The DMA has warned companies using marketing mail and telemarketing that losing consumer trust is the number one business risk of using data unscreened against ‘do not contact’ lists, such as the Mailing and Telephone Preference Services – even ahead of the threat of regulatory action.
The claim follows recent media coverage of the Advertising Standard Authority’s high-profile ruling against adult products retailer Life ‘n’ Love for breaching its CAP Code by sending marketing mail to people registered with the MPS, and the recent publication of the DM Commission’s annual report that revealed the majority of its investigations in 2013 were into consumer complaints about companies making nuisance calls.
The ASA and DM Commission are self-regulatory bodies and do not have statutory powers, such as the ability to issue fines, unlike Ofcom and the Information Commissioner’s Office.
Chris Combemale, the DMA’s executive director, said that the potential loss of customers should focus businesses’ attention on ensuring they do not contact people on opt-out registers.
“Consumer trust is essential to effective one-to-one communication, but this is all too easily jeopardised by not making the simple check to see if someone wants to be contacted or not.
“Watchdogs like the ASA and DMC have a vital role in holding businesses to account for wrongdoing, and over the past year we’ve seen the ICO starting to issue fines to companies for nuisance calls and spam texts.

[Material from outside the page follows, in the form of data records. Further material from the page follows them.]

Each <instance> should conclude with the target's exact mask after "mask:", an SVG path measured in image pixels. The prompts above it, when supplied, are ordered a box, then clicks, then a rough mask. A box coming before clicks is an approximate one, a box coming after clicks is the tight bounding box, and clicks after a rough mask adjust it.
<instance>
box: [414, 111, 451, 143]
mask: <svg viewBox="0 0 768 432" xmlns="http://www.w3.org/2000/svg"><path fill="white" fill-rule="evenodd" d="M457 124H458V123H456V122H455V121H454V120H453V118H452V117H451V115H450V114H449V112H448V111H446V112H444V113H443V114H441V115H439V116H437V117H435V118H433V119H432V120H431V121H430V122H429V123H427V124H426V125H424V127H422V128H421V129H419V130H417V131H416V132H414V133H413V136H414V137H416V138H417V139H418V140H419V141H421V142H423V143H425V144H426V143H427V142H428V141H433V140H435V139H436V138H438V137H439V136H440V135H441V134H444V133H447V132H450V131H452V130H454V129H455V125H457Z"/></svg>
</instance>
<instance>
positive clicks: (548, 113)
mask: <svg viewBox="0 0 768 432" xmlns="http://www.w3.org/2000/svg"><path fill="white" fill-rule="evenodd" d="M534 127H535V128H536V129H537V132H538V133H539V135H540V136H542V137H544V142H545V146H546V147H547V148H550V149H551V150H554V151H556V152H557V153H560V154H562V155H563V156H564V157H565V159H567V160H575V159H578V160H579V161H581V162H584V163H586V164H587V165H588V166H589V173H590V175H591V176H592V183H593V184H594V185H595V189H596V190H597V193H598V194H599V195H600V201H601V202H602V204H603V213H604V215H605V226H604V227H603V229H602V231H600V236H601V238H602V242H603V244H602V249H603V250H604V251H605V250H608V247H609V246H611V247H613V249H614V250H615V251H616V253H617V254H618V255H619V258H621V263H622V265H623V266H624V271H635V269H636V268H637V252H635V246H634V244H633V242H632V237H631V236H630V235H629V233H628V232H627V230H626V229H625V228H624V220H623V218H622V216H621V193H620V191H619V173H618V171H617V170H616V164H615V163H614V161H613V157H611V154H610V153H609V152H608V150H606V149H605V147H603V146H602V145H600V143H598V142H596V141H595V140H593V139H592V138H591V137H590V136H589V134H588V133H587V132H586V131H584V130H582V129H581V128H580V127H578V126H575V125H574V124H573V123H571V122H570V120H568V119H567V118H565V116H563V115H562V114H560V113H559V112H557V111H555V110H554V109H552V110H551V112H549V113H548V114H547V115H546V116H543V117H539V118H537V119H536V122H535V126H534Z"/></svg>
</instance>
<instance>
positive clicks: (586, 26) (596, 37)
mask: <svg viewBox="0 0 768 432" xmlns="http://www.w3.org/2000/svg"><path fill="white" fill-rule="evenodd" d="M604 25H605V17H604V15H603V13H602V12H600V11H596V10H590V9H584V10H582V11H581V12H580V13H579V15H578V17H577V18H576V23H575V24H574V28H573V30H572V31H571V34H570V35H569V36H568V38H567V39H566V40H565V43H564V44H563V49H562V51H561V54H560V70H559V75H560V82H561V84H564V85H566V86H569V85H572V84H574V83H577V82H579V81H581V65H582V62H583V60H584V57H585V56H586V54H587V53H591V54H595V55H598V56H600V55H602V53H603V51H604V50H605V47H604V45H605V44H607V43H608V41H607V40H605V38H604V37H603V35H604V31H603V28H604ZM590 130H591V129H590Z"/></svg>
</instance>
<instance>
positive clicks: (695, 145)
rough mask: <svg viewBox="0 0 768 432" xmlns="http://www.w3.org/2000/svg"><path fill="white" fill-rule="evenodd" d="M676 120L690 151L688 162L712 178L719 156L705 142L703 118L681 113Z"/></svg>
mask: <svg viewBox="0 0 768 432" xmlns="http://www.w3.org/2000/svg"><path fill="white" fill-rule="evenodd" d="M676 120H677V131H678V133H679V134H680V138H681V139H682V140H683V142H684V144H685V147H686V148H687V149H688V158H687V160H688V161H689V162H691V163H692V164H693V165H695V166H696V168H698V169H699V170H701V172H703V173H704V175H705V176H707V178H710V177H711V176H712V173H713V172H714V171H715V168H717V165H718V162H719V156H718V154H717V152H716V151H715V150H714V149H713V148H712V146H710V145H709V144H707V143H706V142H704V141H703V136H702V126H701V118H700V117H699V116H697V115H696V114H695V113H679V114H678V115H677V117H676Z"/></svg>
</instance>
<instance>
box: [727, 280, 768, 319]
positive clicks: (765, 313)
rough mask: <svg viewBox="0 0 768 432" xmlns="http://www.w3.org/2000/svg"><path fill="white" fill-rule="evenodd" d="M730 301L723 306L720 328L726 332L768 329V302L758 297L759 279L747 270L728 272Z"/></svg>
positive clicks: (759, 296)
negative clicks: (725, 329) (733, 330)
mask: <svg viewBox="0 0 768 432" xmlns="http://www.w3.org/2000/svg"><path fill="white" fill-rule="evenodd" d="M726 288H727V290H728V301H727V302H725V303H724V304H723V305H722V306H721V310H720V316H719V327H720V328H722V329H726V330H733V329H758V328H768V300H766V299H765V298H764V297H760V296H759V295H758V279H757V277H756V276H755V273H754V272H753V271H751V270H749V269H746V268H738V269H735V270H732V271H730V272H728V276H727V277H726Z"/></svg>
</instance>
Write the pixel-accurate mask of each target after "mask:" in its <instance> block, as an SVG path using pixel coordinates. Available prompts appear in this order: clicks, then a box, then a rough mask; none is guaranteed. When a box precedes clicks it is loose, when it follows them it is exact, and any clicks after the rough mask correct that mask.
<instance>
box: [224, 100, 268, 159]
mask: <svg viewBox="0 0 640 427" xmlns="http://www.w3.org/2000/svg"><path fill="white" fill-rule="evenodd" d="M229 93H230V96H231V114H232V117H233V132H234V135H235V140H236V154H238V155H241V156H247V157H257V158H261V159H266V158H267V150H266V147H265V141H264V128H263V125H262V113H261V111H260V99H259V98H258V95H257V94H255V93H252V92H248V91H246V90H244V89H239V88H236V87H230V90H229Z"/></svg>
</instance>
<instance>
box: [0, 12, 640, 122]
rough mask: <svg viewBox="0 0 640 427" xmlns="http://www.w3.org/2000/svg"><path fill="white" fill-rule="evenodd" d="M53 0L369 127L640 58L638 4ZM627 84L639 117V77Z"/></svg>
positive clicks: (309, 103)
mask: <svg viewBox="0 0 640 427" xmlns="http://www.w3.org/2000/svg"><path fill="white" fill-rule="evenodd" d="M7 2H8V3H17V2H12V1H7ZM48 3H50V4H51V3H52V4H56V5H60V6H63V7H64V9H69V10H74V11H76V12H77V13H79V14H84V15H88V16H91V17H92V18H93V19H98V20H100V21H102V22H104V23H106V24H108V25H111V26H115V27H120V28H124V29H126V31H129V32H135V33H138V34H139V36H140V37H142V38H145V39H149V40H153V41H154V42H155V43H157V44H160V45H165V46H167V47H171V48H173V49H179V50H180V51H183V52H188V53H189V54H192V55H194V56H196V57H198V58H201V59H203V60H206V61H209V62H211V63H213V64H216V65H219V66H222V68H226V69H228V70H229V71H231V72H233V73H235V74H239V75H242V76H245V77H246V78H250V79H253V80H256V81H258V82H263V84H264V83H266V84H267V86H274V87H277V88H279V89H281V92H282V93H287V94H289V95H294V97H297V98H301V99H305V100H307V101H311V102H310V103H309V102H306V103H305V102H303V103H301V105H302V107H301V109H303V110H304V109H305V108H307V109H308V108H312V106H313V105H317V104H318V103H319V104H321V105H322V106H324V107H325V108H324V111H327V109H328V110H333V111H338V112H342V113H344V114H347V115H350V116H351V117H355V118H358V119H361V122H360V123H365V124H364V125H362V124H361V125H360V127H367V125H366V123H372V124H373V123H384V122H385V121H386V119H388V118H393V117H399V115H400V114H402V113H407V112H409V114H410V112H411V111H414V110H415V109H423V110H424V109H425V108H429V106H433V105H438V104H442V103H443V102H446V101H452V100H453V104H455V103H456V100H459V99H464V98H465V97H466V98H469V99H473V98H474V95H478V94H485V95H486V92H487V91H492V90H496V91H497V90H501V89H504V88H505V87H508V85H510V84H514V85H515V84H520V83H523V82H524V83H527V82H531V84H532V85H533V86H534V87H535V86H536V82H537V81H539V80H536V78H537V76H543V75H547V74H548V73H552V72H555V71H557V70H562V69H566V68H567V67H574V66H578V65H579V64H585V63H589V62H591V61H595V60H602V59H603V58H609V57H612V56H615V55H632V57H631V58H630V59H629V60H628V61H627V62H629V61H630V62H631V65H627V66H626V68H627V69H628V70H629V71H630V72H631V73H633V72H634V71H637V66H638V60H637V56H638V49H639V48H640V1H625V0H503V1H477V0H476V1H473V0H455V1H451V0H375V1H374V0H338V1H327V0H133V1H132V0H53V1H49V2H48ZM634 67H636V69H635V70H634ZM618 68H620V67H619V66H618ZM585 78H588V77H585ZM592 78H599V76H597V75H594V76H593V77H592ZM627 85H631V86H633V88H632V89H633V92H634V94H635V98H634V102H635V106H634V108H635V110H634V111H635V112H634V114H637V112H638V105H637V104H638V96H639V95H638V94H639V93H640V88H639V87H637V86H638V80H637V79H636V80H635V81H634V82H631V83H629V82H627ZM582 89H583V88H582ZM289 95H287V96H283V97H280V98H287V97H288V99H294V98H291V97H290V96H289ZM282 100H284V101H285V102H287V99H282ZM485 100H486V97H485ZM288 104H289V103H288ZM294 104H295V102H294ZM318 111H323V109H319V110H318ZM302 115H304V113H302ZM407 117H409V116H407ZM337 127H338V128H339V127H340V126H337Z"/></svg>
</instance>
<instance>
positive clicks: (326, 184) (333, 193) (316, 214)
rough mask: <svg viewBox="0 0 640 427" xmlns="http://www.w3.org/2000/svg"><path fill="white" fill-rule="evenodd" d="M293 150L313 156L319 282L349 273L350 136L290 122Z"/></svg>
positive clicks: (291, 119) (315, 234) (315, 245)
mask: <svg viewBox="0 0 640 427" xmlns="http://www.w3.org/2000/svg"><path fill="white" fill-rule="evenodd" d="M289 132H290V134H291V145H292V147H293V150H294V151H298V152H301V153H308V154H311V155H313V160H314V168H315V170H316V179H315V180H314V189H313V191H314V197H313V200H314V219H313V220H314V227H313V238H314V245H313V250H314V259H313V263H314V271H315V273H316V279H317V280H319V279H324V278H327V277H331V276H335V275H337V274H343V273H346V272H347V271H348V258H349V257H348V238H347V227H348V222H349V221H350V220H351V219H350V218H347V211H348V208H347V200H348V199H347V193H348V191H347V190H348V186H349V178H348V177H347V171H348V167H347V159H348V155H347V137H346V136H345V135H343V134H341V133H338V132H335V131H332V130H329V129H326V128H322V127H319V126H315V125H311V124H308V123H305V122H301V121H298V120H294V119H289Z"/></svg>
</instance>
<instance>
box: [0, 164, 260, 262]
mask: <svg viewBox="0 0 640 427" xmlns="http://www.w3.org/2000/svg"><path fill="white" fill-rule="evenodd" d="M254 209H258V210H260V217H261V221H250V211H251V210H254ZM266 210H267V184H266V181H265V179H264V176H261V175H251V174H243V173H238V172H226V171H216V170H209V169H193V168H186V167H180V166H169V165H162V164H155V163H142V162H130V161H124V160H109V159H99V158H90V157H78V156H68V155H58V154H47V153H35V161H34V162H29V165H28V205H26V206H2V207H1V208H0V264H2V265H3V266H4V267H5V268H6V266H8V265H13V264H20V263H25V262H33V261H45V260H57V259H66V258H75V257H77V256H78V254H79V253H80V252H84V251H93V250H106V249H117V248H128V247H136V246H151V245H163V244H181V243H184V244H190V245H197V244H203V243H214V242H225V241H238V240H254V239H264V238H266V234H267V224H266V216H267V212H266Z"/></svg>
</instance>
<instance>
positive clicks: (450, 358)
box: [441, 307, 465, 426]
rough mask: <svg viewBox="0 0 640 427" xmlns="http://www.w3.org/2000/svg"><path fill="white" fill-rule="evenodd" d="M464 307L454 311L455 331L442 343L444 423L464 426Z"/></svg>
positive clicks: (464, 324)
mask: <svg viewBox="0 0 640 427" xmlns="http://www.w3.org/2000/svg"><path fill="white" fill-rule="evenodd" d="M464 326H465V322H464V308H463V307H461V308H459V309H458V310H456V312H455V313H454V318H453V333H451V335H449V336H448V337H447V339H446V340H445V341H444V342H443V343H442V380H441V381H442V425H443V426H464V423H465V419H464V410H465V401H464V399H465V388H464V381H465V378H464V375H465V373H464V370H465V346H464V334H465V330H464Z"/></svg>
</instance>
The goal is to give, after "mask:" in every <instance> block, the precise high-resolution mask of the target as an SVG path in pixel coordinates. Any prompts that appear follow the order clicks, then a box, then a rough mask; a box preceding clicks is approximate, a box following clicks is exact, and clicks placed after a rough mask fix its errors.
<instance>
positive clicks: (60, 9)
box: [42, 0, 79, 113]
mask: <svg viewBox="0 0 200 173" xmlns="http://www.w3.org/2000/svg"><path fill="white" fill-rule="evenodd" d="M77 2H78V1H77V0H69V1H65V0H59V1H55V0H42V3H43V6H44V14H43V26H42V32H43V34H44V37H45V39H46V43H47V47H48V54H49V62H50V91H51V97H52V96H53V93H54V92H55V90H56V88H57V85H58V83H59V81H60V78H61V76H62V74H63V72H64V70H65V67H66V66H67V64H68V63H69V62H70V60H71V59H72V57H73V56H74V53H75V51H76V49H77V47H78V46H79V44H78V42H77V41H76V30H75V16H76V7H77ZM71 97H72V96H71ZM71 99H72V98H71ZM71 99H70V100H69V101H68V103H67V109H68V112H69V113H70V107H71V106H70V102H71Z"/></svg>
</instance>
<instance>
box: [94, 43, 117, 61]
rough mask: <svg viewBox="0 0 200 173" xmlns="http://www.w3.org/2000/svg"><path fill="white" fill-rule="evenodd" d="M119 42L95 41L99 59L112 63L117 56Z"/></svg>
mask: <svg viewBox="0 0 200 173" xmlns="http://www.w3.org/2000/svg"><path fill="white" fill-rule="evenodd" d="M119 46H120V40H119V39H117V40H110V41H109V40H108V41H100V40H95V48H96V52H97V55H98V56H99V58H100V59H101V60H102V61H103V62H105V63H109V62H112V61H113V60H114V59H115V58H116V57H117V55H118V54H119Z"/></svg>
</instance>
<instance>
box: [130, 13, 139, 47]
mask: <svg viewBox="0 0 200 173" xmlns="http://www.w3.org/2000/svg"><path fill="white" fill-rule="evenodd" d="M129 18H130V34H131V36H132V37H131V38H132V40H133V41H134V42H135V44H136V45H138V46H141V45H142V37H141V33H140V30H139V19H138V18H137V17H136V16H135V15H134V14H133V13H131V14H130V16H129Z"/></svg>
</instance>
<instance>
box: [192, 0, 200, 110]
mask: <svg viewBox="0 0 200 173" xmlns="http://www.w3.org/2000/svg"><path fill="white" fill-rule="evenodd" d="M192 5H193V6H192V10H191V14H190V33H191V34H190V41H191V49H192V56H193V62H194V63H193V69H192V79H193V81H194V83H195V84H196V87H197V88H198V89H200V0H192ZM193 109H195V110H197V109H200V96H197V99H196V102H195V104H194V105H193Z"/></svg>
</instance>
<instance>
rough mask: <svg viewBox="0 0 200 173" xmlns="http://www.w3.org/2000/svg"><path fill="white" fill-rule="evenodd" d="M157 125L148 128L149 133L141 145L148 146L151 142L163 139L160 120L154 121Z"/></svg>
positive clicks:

“But the biggest risk businesses face is from losing consumer trust, which means losing potential customers and potential revenue. This should be incentive enough for businesses to check their consumer data against the MPS and TPS.”
More than 5.5 million names and addresses are registered with the MPS, and nearly 20 million private landline and mobile numbers on the TPS. It is a legal requirement for telemarketers to screen their contact data against the TPS. Companies can access the MPS and TPS registers by applying for a licence.